The MPI backend uses MPI to transfer data; since MPI does not facilitate general allocation and task launches, these are implemented in terms of ordinary C++ constructs. It is not intended that it support every FleCSI feature, since some would require implementing a task system of complexity comparable to that of Legion. Neither is it required for using existing MPI-based libraries; Legion itself uses MPI and can be made compatible with them. The HPX backend also uses MPI for the data transfer; it however only supports trivial launch maps.

Other components provide support for the above activities:

run: Maintain internal state, communicate with the external mechanism, and invoke structured sequences of callback functions to perform a simulation.
util: Organize local data, support compile-time computation, and implement unit-testing assertions akin to those in Google Test.

Of these, util is implemented entirely in the front end.

Every component has a single user-level header with a similar (if longer) name directly in flecsi/.

Hierarchy

Since the facilities provided by FleCSI are general-purpose, many of them are used by (other parts of) FleCSI itself. As a result, there are several circular dependencies among components (when ignoring their internal structure), but there is also a general hierarchy among them.

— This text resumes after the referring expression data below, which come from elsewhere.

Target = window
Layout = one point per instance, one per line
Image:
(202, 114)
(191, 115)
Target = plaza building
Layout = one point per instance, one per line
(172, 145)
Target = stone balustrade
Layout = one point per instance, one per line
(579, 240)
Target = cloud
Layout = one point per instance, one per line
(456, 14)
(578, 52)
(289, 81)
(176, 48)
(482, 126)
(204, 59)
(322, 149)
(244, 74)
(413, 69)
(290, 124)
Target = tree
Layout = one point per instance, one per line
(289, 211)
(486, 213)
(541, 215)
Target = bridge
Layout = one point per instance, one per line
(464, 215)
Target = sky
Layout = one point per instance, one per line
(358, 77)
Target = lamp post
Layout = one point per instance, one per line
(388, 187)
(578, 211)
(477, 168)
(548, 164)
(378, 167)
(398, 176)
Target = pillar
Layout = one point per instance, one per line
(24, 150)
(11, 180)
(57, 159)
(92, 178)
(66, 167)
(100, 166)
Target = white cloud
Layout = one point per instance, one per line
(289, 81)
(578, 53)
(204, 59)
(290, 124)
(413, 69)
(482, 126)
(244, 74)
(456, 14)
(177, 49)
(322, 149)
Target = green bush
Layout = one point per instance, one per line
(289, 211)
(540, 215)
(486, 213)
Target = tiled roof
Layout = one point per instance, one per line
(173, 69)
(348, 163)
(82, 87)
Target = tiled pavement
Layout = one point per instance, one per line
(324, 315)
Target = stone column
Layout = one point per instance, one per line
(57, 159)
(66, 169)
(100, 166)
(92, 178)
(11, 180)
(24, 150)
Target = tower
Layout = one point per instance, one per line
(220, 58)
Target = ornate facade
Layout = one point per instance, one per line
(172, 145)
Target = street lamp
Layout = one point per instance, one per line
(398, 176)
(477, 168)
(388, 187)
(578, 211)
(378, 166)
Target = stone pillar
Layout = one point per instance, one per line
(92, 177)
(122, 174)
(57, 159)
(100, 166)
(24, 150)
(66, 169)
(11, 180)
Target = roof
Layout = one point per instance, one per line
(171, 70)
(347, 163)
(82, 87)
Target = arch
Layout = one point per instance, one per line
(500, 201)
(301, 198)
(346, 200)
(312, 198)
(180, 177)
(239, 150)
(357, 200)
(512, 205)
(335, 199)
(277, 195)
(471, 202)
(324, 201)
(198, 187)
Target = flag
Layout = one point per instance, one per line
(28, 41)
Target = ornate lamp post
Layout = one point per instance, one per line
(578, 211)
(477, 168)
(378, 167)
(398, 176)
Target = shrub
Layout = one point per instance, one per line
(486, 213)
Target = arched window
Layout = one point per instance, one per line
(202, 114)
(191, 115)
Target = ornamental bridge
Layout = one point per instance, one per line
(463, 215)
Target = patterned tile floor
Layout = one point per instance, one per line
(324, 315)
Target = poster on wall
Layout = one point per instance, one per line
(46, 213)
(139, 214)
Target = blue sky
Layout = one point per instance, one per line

io is highest because it provides a user-level service in terms of the other components. Similarly, topo is high because nontrivial topologies themselves need to allocate and use field data. Generally, exec is higher than data because launching a task involves obtaining access to allocated data, but the latter is the most dispersed among the layers. run is lower because it provides certain global variables and the access to the underlying communication system, except that its support for callbacks is outside the hierarchy altogether. flog is lower still, since it relies merely on MPI for communication. Finally, util is the lowest, generic level.

There is also an expected hierarchy beyond FleCSI. In particular, it is expected that the topology specializations required as policies for the core topology categories (e.g., to specify the number of spatial dimensions) are provided by intermediate clients like FleCSI-sp that also provide domain-specific interfaces to application code. (Topology specializations are not C++ explicit or partial specializations, although they may be generated by a class template.)

Compound clients

FleCSI’s design is meant to support a client simulation program that comprises a number of subsystems with minimal coordination among them. For example, fields are registered on merely a specialization, endowing all instances of its topology type with the field in question without requiring changes to its definition. (Memory is allocated only if the field is used, so clients can err on the side of registering whatever fields might be useful.) Additionally, the registrations take the form of non-local variables such that any source file in the program can contribute them independently.

Another example is the callback-based control flow system, which allows actions (and ordering constraints) to be associated with each part of the overall simulation cycle structure. Again, each such action is a non-local variable that can be supplied separately anywhere in the program.

Data

Task separation

Field data appears as actual, borrowed arrays in a task but as owning, opaque handles in the caller. As such, certain caller-only or task-only types are used only in one context or the other, and the types of some task arguments differ from the types of the parameters they indirectly initialize. Conveniently, this separation also guarantees thread safety in the event that tasks execute concurrently with their callers in the same process.

Storage

The FleCSI data model is based on that of Legion, with certain simplifications. Each field has a value at each of several index points, each of which is a pair of abstract integers. The first indicates the color to which the index point pertains, which determines the execution agent that typically operates on the associated field values. The second is an index within the index points for that color; both are zero-based. (This structure, where field values at certain index points are periodically copied to other colors for access by other processes, is known as an “Extended Index Space”.)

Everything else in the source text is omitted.